Tribunal de Contas da União investiga edição de decretos em 2015

Tribunal apura suspeitas de irregularidades na liberação de R$ 96 bilhões, um dos três motivos apontados no pedido de impeachment

Fábio Fabrini e João Villaverde / BRASÍLIA, O Estado de S.Paulo

12 de dezembro de 2015 | 06h55

O Tribunal de Contas da União (TCU) abriu investigação para apurar indícios de irregularidades na edição de seis decretos de liberação de recursos assinados pela presidente Dilma Rousseff entre 27 de julho e 20 de agosto deste ano. As autorizações, que totalizam R$ 95,9 bilhões, são um dos três motivos do pedido de impeachment da petista em análise na Câmara.

O relatório no qual o presidente da Casa, Eduardo Cunha (PMDB-RJ), justifica a abertura do processo também cita as “pedaladas fiscais” e suposta responsabilidade de Dilma nos “desmandos” da Petrobrás.

Em despacho assinado anteontem, o ministro José Múcio Monteiro autorizou inspeção na Presidência da República e no Ministério do Planejamento para apurar se Dilma descumpriu a lei orçamentária ao permitir as liberações. Os auditores pretendem checar a regularidade de todos os decretos de mesma natureza editados ao longo do ano, inclusive os assinados pelo vice-presidente Michel Temer em períodos de interinidade na Presidência.
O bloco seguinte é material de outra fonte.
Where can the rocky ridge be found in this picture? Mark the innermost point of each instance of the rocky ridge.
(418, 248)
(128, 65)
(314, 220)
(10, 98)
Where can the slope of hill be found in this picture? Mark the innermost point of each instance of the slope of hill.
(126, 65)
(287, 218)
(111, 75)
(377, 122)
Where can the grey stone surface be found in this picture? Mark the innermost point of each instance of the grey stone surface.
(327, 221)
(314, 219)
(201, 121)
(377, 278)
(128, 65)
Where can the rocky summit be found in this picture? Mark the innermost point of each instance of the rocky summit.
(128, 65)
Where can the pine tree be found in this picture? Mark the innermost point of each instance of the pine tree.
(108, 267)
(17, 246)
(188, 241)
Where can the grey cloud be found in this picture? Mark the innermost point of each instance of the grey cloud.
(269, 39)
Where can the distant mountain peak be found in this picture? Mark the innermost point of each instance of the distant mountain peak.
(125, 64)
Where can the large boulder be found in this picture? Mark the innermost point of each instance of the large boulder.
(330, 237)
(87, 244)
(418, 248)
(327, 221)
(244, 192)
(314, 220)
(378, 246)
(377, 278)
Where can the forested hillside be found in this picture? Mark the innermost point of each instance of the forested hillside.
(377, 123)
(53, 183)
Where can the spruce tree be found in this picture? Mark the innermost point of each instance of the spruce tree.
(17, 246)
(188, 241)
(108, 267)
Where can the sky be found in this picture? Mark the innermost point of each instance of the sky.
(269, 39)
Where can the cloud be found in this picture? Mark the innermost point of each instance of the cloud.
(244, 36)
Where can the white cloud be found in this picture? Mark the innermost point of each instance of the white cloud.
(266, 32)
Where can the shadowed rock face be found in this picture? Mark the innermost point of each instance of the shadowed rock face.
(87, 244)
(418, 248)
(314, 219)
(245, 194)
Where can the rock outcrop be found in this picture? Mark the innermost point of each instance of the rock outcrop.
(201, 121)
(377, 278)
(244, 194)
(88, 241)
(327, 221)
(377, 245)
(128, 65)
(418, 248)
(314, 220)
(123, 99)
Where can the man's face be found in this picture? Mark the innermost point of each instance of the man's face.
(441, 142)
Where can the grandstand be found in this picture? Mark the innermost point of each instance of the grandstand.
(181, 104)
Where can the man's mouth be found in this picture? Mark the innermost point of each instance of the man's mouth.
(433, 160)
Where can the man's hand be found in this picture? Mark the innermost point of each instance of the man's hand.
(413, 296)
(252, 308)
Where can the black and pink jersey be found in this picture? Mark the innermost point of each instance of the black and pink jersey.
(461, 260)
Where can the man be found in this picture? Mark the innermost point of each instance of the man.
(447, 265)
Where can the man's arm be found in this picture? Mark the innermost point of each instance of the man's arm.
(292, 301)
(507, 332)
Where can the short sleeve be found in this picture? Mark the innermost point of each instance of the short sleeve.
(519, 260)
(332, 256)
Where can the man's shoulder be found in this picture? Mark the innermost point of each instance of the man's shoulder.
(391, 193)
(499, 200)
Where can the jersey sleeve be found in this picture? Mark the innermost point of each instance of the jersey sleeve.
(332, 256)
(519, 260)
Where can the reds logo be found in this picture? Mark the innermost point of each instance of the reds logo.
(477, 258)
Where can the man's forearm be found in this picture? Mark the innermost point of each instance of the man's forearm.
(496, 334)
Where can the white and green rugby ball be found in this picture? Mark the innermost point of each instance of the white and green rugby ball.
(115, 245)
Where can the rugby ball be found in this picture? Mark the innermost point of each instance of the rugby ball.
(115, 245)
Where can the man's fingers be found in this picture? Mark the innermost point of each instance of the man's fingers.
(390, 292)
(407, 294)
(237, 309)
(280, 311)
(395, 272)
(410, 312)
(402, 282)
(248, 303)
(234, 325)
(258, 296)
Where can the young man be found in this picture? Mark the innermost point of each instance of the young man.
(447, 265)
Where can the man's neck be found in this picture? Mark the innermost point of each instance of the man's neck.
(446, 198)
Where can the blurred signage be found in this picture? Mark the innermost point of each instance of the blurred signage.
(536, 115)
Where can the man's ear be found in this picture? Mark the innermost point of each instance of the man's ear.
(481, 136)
Como revelou o Estado nesta semana, Temer é signatário de cinco decretos no valor de R$ 10,2 bilhões. “Em que pese a eventual corresponsabilidade de outros agentes públicos do Poder Executivo Federal relativamente aos indícios de irregularidades ora evidenciados, a presente representação envolve a Excelentíssima Senhora Dilma Rousseff, que assinou os seis decretos”, escreveram técnicos do TCU.

O pedido de investigação foi feito pelo Ministério Público de Contas, que atua no TCU. A representação, do procurador Júlio Marcelo de Oliveira, também embasa o pedido de impeachment dos juristas Hélio Bicudo, Miguel Reale Jr. e Janaína Paschoal admitido por Cunha.

Despesas. Os decretos de Dilma liberaram recursos após o governo enviar ao Congresso projeto para reduzir a meta fiscal, ou seja, diminuir a economia que o governo faz todos os anos para pagar os juros da dívida pública. Para o Ministério Público de Contas, houve aumento de despesas num cenário de queda de arrecadação que o próprio Planalto admitia na proposta legislativa. O órgão diz que só haveria margem para mais gastos com a revisão da meta, mas deputados e senadores ainda não a haviam alterado – isso somente ocorreu neste mês.

O procurador afirma que Dilma descumpriu a Lei Orçamentária e, no impeachment, os juristas advogam que isso infringiu também a Lei dos Crimes de Responsabilidade, o que permitiria a cassação. Os decretos liberaram recursos em créditos suplementares para diversos órgãos do governo, do Legislativo e do Judiciário. Esse dinheiro veio, segundo as justificativas oficiais registradas nos decretos, de anulações parciais de outros gastos que estavam previstos no Orçamento e foram cancelados, além de “excessos de arrecadações” pontuais e do superávit financeiro de 2014.

Inspeções na Presidência da República são raras. Inicialmente, os auditores vão oficiar ao Planalto requerendo dados e documentos, entre eles análises e notas técnicas que subsidiaram a edição dos decretos. O trabalho deve ser concluído até abril, pois servirá para a análise das contas de 2015 do governo, também sob relatoria de José Múcio.